Right now mrAru and I are going through my parents house with a fine toothed comb removing all of my dad’s meds, and sorting out what are my mothers meds … and weeding out all the odds and ends of OTC remedies.
Anybody know a good vodun? I want to have Dad resurrected just so I can kill him again. Dealing with a mother with alzheimers onset while trying to sort through the funeral details, and figuring out where the damned will is [when Mom is crackers enough that she cant remember the name of his lawyer…] just reinforces my requirement to drop dead first and let mrAru deal with the details.
Tell me about docs’ bad handwriting. I am thankful for the electronic medical record insofar as it limits struggles with my colleagues’ scrawls.
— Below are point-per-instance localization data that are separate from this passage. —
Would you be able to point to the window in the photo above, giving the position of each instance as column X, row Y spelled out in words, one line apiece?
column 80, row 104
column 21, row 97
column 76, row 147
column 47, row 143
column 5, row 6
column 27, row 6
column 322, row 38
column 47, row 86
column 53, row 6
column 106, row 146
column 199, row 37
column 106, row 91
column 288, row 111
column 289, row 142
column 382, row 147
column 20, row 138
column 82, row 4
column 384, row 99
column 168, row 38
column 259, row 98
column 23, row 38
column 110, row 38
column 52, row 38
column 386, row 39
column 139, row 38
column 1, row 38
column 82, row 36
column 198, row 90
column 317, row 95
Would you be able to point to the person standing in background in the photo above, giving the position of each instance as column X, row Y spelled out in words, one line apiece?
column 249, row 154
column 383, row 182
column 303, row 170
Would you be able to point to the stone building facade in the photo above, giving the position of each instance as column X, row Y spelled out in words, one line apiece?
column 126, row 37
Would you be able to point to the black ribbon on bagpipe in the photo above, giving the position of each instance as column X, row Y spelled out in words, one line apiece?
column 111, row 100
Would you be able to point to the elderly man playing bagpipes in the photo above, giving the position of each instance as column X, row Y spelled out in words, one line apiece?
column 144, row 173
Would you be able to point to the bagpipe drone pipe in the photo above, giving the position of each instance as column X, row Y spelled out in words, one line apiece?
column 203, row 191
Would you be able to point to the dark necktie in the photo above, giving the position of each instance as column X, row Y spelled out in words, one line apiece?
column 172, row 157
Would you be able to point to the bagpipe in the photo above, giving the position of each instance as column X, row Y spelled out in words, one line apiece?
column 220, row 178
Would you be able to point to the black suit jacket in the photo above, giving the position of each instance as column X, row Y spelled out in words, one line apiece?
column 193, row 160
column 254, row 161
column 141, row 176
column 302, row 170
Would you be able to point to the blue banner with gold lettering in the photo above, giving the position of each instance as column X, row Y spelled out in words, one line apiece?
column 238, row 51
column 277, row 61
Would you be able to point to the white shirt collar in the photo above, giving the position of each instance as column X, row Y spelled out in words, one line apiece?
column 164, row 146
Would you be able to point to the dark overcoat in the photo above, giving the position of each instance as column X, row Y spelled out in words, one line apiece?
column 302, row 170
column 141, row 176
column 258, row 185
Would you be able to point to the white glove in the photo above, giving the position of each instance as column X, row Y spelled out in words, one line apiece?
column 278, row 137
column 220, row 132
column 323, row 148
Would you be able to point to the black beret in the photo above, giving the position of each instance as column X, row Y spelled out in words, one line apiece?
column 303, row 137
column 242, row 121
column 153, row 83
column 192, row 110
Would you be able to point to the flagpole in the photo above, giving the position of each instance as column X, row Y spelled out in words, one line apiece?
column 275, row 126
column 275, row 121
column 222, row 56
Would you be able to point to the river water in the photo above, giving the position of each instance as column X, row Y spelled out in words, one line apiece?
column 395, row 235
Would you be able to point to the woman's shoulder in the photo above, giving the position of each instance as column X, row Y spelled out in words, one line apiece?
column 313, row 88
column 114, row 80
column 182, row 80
As far as prescriptions go, things are getting better, even with written orders. Increasingly, potentially confusing abbreviations and jargon are being discouraged/forbidden by accrediting agencies and hospitals. At my hospital the list of no-no abbreviations for drug orders includes qd (meaning once a day, but it could be confused with qid, or four times a day). You can’t write for MS (morphine sulfate) anymore, as that could be confused with (I suppose) magnesium sulfate, which works just a bit differently.
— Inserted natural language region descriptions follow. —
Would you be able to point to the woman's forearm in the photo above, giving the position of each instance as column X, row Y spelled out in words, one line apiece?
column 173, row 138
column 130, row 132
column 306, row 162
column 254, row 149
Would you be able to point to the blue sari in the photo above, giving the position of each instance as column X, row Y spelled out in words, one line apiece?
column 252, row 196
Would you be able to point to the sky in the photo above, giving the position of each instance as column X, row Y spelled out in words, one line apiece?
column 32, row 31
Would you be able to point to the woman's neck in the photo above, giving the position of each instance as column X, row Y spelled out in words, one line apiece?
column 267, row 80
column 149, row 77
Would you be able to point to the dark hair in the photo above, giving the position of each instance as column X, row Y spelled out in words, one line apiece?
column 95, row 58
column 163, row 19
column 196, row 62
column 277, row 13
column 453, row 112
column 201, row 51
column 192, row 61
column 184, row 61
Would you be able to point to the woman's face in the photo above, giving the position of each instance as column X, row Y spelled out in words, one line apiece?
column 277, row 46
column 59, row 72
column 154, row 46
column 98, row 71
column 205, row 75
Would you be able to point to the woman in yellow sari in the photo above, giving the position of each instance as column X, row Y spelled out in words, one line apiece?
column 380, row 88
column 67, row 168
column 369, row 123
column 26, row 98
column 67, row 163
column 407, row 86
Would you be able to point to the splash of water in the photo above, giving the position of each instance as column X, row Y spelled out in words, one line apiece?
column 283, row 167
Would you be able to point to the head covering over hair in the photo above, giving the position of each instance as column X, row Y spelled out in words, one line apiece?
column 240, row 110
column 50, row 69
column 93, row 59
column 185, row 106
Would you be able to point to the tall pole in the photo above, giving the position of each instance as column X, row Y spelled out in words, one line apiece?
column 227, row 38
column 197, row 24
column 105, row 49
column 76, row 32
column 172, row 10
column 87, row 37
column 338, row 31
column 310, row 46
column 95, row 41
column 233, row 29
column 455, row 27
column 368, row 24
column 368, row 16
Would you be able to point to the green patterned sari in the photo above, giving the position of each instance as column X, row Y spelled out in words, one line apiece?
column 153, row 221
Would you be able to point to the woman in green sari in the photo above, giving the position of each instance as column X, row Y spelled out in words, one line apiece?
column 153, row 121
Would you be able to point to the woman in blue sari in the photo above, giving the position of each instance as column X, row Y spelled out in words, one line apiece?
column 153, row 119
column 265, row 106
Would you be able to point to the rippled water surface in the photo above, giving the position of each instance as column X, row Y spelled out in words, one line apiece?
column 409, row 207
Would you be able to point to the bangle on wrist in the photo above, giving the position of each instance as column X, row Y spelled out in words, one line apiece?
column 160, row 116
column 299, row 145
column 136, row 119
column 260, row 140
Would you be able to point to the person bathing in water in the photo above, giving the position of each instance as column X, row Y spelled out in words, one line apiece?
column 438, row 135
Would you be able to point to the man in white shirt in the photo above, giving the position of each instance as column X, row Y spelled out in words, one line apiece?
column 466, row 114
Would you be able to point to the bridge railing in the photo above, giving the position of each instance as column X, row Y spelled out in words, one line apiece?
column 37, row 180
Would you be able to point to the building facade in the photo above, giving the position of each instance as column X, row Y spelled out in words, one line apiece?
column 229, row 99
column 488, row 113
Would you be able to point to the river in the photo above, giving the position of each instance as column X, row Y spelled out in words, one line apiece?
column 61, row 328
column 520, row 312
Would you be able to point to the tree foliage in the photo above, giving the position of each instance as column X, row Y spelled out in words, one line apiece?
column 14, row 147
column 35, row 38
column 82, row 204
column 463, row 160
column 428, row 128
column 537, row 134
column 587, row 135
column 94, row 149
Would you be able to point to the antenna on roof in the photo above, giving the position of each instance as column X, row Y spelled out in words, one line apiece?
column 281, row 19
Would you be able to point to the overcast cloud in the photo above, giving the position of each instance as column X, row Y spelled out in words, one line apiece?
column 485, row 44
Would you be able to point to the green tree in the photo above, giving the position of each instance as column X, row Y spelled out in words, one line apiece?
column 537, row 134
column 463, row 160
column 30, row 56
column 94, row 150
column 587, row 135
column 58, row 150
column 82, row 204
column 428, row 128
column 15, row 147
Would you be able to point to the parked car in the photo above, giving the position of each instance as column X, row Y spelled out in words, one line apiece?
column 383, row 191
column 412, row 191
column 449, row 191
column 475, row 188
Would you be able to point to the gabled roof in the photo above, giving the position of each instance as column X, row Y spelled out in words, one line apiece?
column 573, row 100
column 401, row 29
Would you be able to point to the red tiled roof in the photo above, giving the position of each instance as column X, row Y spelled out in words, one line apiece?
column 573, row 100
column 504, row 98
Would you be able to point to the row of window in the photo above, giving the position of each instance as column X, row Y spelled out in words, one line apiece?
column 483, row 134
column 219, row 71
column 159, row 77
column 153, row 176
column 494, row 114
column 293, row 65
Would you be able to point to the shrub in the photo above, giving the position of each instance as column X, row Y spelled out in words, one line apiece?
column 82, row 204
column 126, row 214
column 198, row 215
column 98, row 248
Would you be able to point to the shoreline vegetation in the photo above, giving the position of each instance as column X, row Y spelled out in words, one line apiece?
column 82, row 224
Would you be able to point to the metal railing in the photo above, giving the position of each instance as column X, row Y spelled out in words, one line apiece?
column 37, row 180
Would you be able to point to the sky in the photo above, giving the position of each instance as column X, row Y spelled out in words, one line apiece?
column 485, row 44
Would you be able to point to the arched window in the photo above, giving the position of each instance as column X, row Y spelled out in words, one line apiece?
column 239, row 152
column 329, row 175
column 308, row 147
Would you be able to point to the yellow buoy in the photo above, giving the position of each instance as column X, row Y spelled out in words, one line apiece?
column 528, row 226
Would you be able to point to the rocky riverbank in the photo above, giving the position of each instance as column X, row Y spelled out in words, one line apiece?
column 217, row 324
More on countering prescription errors here.
This seems to have been covered, but what the hell…
Many docs have poor handwriting and most are in a hurry. Poor/ illegible handwriting can and does lead to med errors. As a nurse, I look forward to the day when docs type the scripts in, straight to the pharm. Then again, I’ve caught many a wrong dose/wrong med (ex-pt allergy) that a doc has written. With the nurse out of the equation, that leaves the pharmacist as the sole gatekeeper of correct meds (if the doc has not done so). So, there is a down side. I am referring to acute care here, there usually is no nurse in outpatient med issues (except in same day surgery where I have also caught errors. Docs are human and mistakes happen. These mistakes are rare in SDS, at least so far).
I know plenty of nurses with horrid handwriting, myself among them. My cursive has gotten very bad over the years. Nurses have time to do proper charting upon occasion–I’ve stayed many times after my 12 hour shift to do an hour’s worth of charting and more. But I am no fan of computer charting because it is so hard to read. It’s not illegible; it’s incomprehensible–the grammar and language is very stilted. Most computer charting that I’ve seen relies on drop down menus to add phrases into the narrative. The end result is not cohesive or adequate to the task, which is to provide a clear record of the events. IOW, we have a ways to go.
Don’t forget the Jacob’s Ladder, there’s always a Jacob’s Ladder.
In the case of my father (on whom be peace), I’d lean toward the explanation proffered by GuanoLad’s doctor. When we were cleaning out the ancestral house for sale, we unearthed a file of his notes from med school; and while his handwriting was always crabbed and backhand, there was a noticeable deterioration as time went on. I imagine that the multitasking referred to by Irishgirl played a part as well, as did a familial (benign) tremor that intensified in middle age.
About thirty years ago there was an obscure comic strip called “Doctor Smock” (so obscure that Wikipedia has no listing for it). In one episode, a patient asked the doctor about physicians’ handwriting, and the doctor replied that their penmanship teacher in medical school was a nearsighted chicken who drank a lot. Makes as much sense as any other explanation.